The ‘trust the government’ view could’ve possibly been a trustworthy one, if there wasn’t a lack of procedural safeguards in the IT Act. What’s to stop a power-guided government from overthrowing the public-private distinction? 

Another view is that the concept of privacy is valuable only for criminals as lawful civilians have ‘nothing to hide’. The proponents of this view, believe that privacy as a price paid for security is a rewarding tradeoff but they ignore the fact that when they trade their privacy for security to the government, they give the government sweeping powers over the control of information on their lives. Which makes the government even more dangerous than criminals. What if the government starts surveilling a particular section of society based on ethnicity, appearance or class and starts profiling them. There are even more dangers just like these. Should the security gains for the many be seen as viable against the liberty losses of a few?

Another view is that ‘What use is privacy if we aren’t even secure.’. It cannot be denied that some security is essential for living an enriched life.

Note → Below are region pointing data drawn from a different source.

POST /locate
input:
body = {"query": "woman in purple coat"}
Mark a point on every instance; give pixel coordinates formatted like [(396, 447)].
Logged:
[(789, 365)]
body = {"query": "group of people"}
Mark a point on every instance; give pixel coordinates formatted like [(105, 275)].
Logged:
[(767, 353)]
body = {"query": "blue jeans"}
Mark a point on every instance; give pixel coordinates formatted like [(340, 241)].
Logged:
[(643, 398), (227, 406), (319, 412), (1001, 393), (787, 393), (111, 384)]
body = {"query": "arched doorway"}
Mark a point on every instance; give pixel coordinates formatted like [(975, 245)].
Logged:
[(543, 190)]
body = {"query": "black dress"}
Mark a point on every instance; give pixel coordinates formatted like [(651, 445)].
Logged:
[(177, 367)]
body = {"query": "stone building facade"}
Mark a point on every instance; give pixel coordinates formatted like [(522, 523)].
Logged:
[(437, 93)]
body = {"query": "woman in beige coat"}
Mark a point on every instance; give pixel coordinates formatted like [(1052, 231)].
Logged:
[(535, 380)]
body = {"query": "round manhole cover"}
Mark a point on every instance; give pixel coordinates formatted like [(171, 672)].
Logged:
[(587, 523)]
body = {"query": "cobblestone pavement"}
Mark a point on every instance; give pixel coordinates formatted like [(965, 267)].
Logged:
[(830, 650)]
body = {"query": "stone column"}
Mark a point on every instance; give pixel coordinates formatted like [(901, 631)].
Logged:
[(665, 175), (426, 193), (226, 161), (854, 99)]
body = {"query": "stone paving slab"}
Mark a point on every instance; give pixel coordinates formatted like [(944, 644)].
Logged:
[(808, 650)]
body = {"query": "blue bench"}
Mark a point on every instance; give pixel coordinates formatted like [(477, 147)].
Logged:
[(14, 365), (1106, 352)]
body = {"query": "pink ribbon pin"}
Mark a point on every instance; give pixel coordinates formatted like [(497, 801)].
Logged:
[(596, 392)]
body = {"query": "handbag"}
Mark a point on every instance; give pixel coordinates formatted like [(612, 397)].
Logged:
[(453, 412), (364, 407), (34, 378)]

At the basic level security lets an individual live with dignity, ambition and have sovereignty over himself, his beliefs. That is why we choose an agent to protect this sovereignty and that agent is usually the government. We give the government authority to undermine our privacy for security. That, in itself, is a reason to worry.

George Orwell in his dystopian novel ‘1984’ perfectly described the worry of such use by the governments that would undermine not only our bodily sovereignty but also of the mind.

“Always eyes watching you and the voice enveloping you. Asleep or awake, indoors or out of doors, in the bath or bed—no escape. Nothing was your own except the few cubic centimeters in your skull.”